Une Erreur de Diagnostic




S i cela a du bon sens, bonté divine ! de les voir encore ensemble, ces deux-là, à chasser les bluets, à grimper dans les pommiers, à se faufiler dans les bois noirs… si leurs parents le savaient… Oui, je vais faire cesser ça, moi, par exemple …je le dirai à monsieur le curé… »

La vieille demoiselle Philomène se parlait ainsi, à part elle, en les guignant entre ses rideaux de mousseline pendant qu’ils se jetaient en riant des cœurs de pommes par-dessus la haie toute proche.

« Ces deux-là » c’étaient Lucie, une petite blonde aux yeux vifs et pleins de candeur mutine — une excellente fille au fond — et Louison, le fils du voisin, un gars gentil et bien fait qui avait enflammé le cœur de Lucie de son regard d’étincelle… Mais son père, à elle, s’opposait aux avances de l’amoureux, lui refusait l’entrée de sa maison… Ils ont bien le temps, grand Dieu !… des enfants encore…

Des enfants ?… peut-être, mais qui s’aimaient beaucoup et qui trichaient souvent la consigne pour se le dire.

C’est cela qui avait scandalisé Philomène, elle dont la figure bilieuse, faite à la truelle, avait toujours tenu les aspirants à distance.
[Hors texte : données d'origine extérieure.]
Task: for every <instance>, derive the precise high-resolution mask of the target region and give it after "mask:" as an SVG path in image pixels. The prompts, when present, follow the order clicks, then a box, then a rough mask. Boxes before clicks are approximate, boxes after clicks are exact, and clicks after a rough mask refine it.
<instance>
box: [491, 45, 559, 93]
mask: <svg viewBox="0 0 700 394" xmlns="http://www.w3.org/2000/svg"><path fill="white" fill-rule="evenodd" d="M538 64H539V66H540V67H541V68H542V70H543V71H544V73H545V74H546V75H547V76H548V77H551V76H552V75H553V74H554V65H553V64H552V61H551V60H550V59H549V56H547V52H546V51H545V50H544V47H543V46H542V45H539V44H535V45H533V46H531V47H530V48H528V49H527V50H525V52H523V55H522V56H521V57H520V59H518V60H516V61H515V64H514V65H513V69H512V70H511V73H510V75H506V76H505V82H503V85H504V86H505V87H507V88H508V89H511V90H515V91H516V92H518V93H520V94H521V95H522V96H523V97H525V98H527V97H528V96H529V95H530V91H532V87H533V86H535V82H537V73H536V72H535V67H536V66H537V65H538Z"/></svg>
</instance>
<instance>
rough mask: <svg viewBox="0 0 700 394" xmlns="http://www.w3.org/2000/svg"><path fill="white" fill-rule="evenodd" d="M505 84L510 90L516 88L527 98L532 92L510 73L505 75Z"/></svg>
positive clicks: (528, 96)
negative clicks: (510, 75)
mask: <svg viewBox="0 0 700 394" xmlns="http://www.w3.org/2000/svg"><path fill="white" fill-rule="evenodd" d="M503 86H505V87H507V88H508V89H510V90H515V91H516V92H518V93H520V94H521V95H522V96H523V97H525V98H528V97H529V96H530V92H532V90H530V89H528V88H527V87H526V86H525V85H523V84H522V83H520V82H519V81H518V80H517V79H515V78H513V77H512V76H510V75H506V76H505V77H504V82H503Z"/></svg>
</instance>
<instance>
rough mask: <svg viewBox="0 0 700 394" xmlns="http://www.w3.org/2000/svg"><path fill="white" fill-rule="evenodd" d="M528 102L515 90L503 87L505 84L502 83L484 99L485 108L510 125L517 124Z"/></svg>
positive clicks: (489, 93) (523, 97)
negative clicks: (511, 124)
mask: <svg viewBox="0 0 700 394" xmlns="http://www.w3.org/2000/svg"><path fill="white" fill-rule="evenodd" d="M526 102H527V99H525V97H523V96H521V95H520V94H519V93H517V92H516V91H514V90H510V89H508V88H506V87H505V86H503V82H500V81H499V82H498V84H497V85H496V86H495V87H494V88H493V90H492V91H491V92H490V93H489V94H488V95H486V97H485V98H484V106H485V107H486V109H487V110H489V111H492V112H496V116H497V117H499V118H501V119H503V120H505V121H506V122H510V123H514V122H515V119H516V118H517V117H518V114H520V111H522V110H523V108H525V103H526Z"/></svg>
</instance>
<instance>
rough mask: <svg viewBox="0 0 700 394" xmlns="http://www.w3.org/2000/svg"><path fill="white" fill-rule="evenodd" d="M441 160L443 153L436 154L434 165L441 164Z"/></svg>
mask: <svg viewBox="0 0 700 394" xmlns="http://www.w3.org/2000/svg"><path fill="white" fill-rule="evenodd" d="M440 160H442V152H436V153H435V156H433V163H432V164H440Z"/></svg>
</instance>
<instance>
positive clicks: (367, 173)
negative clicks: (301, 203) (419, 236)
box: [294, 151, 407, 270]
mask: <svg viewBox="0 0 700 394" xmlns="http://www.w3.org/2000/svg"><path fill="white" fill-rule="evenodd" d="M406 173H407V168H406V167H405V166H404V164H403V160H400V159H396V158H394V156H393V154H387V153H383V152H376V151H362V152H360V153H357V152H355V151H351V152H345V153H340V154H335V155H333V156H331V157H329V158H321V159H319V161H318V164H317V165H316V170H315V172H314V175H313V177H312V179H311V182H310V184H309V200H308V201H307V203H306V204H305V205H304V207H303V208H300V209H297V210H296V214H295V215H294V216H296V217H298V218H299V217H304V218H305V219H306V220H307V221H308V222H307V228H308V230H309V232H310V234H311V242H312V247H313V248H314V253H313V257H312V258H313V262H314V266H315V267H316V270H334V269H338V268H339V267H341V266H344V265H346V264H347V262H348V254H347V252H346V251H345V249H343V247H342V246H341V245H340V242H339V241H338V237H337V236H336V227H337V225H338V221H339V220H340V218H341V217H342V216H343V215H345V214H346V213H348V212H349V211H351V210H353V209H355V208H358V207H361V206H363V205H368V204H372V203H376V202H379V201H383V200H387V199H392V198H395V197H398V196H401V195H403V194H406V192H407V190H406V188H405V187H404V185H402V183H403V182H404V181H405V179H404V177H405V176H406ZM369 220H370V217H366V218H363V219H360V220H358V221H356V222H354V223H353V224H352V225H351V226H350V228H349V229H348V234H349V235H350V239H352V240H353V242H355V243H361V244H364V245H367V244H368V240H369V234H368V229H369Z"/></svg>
Avec les années sa mauvaise bile, toujours aigrie de plus en plus, avait tourné au vinaigre, puis à l’acide nitrique fumant… Vraiment, elle en laissait échapper les âcres émanations, quand elle racontait les entrevues hâtives et secrètes dont elle était parfois témoin, la manière avec laquelle Lucie fixait son regard sur Louison : Il faut voir cette effrontée…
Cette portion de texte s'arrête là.